Radio frequency nerve lesioning
|Radio frequency nerve lesioning|
Radio frequency lesioning is an outpatient procedure using a specialized machine to interrupt nerve conduction on a semi-permanent basis. The nerves are usually blocked for 6–9 months. The procedure is typically used to treat pain of joints in the spine. It is also sometimes known as a facet rhizotomy.
The procedure is performed in a fluoroscopy room. Fluoroscopy identifies bony landmarks that allows the physician to localize the relevant nerves. Numbing medication is normally injected before the radiofrequency needle is inserted.
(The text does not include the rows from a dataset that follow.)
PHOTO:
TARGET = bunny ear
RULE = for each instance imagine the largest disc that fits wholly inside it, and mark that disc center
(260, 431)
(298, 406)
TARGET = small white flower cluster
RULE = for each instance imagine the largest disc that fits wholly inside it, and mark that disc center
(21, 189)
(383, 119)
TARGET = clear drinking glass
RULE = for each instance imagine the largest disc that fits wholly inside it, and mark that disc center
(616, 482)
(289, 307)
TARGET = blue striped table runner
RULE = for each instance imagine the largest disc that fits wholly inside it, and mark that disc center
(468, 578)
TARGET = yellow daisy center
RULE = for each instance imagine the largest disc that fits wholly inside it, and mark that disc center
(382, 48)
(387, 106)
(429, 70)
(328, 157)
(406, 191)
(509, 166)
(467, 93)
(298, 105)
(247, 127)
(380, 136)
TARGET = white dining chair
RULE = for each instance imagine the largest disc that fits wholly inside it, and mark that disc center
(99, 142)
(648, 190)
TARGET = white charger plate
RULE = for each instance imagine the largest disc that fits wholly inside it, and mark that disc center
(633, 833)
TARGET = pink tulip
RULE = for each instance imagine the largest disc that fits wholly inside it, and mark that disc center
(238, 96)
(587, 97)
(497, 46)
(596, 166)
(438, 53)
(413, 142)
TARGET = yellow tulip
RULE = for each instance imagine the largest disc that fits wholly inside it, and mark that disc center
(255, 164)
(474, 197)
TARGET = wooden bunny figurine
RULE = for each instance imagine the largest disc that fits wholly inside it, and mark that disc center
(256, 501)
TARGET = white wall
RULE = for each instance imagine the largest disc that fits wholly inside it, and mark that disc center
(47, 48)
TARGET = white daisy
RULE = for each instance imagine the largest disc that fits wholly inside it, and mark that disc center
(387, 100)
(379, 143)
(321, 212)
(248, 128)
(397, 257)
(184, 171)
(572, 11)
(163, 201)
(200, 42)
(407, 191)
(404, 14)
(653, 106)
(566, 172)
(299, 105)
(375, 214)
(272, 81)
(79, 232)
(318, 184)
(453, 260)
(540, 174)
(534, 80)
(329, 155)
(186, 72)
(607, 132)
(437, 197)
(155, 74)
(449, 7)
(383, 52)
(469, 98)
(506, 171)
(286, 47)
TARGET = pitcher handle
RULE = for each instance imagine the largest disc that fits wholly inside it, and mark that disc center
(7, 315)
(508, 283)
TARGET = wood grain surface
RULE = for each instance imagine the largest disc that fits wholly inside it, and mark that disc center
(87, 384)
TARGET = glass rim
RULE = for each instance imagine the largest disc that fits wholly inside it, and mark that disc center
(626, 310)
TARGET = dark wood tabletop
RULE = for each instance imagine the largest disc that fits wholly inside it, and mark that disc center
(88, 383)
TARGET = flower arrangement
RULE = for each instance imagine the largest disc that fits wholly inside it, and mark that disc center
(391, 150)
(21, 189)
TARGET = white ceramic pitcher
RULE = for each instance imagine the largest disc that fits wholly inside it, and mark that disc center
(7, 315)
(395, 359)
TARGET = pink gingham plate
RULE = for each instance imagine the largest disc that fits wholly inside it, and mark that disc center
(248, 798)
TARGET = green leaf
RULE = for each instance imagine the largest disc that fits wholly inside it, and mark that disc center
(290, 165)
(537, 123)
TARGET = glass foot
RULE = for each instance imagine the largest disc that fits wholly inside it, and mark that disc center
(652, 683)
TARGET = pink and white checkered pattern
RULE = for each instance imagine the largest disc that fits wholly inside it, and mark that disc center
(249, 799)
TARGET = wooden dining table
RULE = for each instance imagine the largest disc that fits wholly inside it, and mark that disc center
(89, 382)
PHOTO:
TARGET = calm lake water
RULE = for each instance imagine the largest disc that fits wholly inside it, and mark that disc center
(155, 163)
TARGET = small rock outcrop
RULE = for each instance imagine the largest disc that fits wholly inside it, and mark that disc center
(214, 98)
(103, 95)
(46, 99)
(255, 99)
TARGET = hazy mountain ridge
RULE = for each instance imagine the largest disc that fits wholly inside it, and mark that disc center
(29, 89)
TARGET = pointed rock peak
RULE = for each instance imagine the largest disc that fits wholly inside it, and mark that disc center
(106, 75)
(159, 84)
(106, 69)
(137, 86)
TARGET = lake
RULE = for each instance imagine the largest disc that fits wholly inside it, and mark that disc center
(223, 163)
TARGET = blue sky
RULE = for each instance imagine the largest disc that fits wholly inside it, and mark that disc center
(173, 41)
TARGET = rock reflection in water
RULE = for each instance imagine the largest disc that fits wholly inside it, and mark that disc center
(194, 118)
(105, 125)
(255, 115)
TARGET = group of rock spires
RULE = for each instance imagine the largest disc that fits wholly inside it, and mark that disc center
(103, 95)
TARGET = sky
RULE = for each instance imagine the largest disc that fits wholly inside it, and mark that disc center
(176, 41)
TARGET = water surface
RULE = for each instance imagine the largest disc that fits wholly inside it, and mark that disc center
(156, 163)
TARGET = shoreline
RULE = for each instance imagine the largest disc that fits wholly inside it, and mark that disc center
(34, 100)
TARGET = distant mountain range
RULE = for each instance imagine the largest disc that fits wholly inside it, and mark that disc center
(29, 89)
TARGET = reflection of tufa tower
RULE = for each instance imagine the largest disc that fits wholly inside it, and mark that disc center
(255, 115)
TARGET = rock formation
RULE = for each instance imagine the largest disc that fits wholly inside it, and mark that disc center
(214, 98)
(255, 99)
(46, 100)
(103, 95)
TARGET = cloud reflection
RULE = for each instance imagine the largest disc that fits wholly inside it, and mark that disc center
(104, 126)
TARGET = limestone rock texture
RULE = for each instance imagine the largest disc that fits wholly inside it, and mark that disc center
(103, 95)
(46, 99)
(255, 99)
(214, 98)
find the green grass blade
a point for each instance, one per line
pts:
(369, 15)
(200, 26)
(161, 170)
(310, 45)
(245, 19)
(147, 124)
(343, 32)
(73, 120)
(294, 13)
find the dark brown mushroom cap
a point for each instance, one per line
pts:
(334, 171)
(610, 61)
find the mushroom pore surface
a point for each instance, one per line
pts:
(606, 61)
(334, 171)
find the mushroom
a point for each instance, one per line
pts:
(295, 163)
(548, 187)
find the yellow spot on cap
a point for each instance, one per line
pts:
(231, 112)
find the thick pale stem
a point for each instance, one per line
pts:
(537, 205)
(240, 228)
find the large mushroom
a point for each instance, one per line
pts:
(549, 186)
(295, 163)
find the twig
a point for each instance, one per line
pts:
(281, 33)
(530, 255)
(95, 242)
After confirmation that the needle tip is positioned correctly, an electrode is inserted into the needle. Using electrical stimulation, the correct nerve is identified by the patient in response to a "tingling" or "buzzing" sensation. This sensation does not typically produce any pain.
A small electric current from the radiofreqeuncy lesion generator (a computer) is passed through the needle. The nerves are treated with precise controls by a physician while the needle is inserted into the body. The tissues surrounding the needle tip are then heated where electric current is passed using the radiofrequency machine for 60 to 120 seconds. This will numb the nerves. The needle is withdrawn and if successful the nerve branches have been denatured to the point where pain-generating signal is interrupted.
Lesioning most commonly occurs at the medial branch nerves of the cervical, lumbar and thoracic spine. This is a common procedure to alleviate back pain brought on by degenerative disc disease, facet arthropathy or generalized facet disease.
Typically, a procedure such as this is preceded by nerve stimulation to confirm accurate localization of the nerves.